Frames and Documents: Conceptualist Practices
The curatorial text for Frames and Documents: Conceptualist Practices points to a distinction between Conceptual art as a historical movement and the broader, more varied and decentralized realm of conceptualist practices that continue to resonate in contemporary art. Displaying a diverse array of works from the Ella Fontanals-Cisneros collection, the exhibition eschews a canonical survey-style approach to conceptualism in favor of highlighting similarities in the practices of artists working over different times and locales.1 By dividing the works into two categories—“frames” and “documents”— curators Jesús Fuenmayor and Philippe Pirotte emphasize two dominant modes for examining conceptual art, yet many of the works defy such rigid cataloging.
Pavel Büchler, Blind Circles (Under Surveillance), 1978; seven black and white photographs (far right); 10 x 8 in. each; photographed by Oriol Tarridas; image courtesy CIFO.

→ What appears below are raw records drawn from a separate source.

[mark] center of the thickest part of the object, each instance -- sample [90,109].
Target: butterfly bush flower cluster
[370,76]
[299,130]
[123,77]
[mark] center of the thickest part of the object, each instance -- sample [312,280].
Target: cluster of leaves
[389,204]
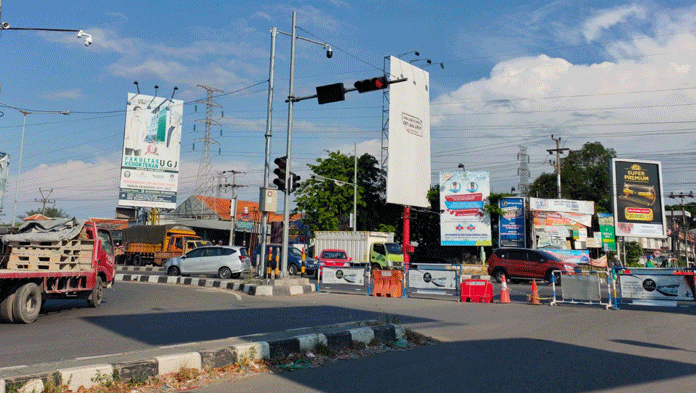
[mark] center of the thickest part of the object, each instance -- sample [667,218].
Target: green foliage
[634,251]
[585,176]
[327,204]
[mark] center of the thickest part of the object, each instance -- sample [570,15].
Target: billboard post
[151,146]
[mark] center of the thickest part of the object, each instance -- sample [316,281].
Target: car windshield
[394,248]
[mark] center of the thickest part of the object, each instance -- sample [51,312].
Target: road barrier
[344,279]
[433,279]
[584,288]
[654,286]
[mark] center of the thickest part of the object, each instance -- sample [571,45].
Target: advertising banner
[655,284]
[408,166]
[151,144]
[343,275]
[464,221]
[432,279]
[4,171]
[512,230]
[606,227]
[639,209]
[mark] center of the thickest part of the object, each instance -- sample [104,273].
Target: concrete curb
[91,375]
[235,285]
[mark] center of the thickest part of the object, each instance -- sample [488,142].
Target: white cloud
[609,18]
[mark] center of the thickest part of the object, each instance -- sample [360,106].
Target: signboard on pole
[639,209]
[464,221]
[408,167]
[511,229]
[4,171]
[151,144]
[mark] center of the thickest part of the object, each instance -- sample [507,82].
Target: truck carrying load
[376,248]
[53,259]
[154,244]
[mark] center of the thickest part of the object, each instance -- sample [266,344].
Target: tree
[52,212]
[585,176]
[327,204]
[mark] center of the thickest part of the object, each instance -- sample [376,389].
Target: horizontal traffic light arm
[298,99]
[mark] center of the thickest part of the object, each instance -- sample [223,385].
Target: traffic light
[295,182]
[282,163]
[371,84]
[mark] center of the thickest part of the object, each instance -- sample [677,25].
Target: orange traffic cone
[504,292]
[534,297]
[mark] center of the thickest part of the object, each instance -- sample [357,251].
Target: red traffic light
[371,84]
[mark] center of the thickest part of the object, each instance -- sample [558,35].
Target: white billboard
[151,145]
[408,169]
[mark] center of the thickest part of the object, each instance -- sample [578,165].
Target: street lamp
[25,112]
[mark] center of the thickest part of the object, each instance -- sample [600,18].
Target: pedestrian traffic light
[295,182]
[371,84]
[282,163]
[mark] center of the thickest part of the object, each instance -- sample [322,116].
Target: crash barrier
[668,287]
[387,283]
[433,279]
[354,278]
[476,291]
[582,288]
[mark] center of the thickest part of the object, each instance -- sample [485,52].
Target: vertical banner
[464,221]
[4,171]
[151,144]
[639,209]
[606,227]
[511,229]
[408,166]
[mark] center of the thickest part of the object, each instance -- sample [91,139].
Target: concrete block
[87,376]
[364,335]
[310,341]
[173,363]
[256,351]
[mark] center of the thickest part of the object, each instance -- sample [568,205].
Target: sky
[513,74]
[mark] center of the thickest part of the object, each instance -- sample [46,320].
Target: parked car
[294,259]
[223,261]
[516,264]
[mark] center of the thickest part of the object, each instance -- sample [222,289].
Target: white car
[223,261]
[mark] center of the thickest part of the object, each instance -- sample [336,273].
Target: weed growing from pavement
[246,366]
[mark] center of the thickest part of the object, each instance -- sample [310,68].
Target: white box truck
[376,248]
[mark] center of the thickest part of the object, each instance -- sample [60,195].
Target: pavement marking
[98,356]
[13,367]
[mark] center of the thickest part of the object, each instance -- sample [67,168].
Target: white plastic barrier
[583,288]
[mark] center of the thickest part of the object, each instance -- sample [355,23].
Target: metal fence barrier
[433,279]
[583,288]
[352,279]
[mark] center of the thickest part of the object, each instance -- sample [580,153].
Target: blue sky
[617,72]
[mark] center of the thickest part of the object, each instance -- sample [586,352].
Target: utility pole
[44,200]
[558,150]
[233,201]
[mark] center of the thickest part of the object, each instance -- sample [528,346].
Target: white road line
[12,367]
[99,356]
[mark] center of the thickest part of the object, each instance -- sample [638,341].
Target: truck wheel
[27,303]
[95,298]
[6,308]
[292,269]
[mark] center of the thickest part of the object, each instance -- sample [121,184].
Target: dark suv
[522,263]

A common difficulty in displaying conceptual art is that much of it exists solely through documentation. Frames and Documents addresses this issue in its curatorial structure. The “documents” section contains documentation of performance-based works, as well as discrete works that function as records. These include, for example, Pavel Büchler’s 1978 series of photographs, Blind Circles (Under Surveillance), for which the artist set long exposures to capture an hour of his blindly drawing a circle on the wall. The photographs thus record the whole unseen performance, but also exist as gestural drawing-like compositions on their own.
The curators dedicated the “frames” section to artists who question traditional artistic conventions through institutional critique. Nelson Leirner’s 1967 Homenagem a Fontana II (Homage to Fontana II) is a “frame.” Created to demystify Lucio Fontana’s famous slashes through canvases, Leirner’s work is made of colored canvases fastened with zippers that—when first exhibited—viewers could open and close themselves.
Cildo Meireles, Untitled (Project for "Corner"), 1967-1971; mixed media on paper (on left); and Nelson Leirner, Homenagem a Fontana II, 1967; canvas and zipper (on right); 71.5 x 50 in.; photographed by Oriol Tarridas; image courtesy CIFO.
Often the distinction between the two categories is clear-cut. Installation drawings for Lygia Pape’s delicate installation of gold thread, Tteia (1976-2004) and Victor Lucena’s Shock.M.L.2 (1977), an installation of painted wood and canvases playing on the idea of visual weight, reside among the “documents.” Turning the corner reveals that the actual works appear among the “frames.” At other times the separation seems more arbitrary. Louise Lawler’s Untitled (Perfume) (1988) is arguably a record of something—it’s a photograph, after all—yet since Lawler’s practice involves exposing the mechanisms of art institutions, it might appear more appropriate with the “frames.” Even Leirner’s homage to Fontana, which once undeniably existed as a participatory subversion of artistic conventions, seems relegated to artifacthood when placed in an institutional context and rendered untouchable.
Images from Bernd and Hilla Becher’s Winding Towers appear in both sections of the exhibition, and the same is true for series by Horacio Zabala, Eugenio Espinoza and others. By creating a deliberate dialogue between the sections and allowing the viewer to question the placement of the works, the exhibition is almost more successful at imbuing the works with a sense of unity rather than an over-arbitrary separation. Whether this is intentional or simply a result of the inherent difficulty of categorizing conceptual art, it’s effective.
- 1. The Ella Fontanals-Cisneros collection’s primary interest is in Latin American artists working outside of conventional frameworks. Alongside seminal conceptualists like Vito Acconci, Marina Abramović and Joseph Kosuth, the exhibition presents a strong showing of lesser-known international artists, from Latin America and elsewhere. The wall texts scattered throughout the gallery help to place many individual works in the context of their production, adding nuance to the exhibition’s comparisons.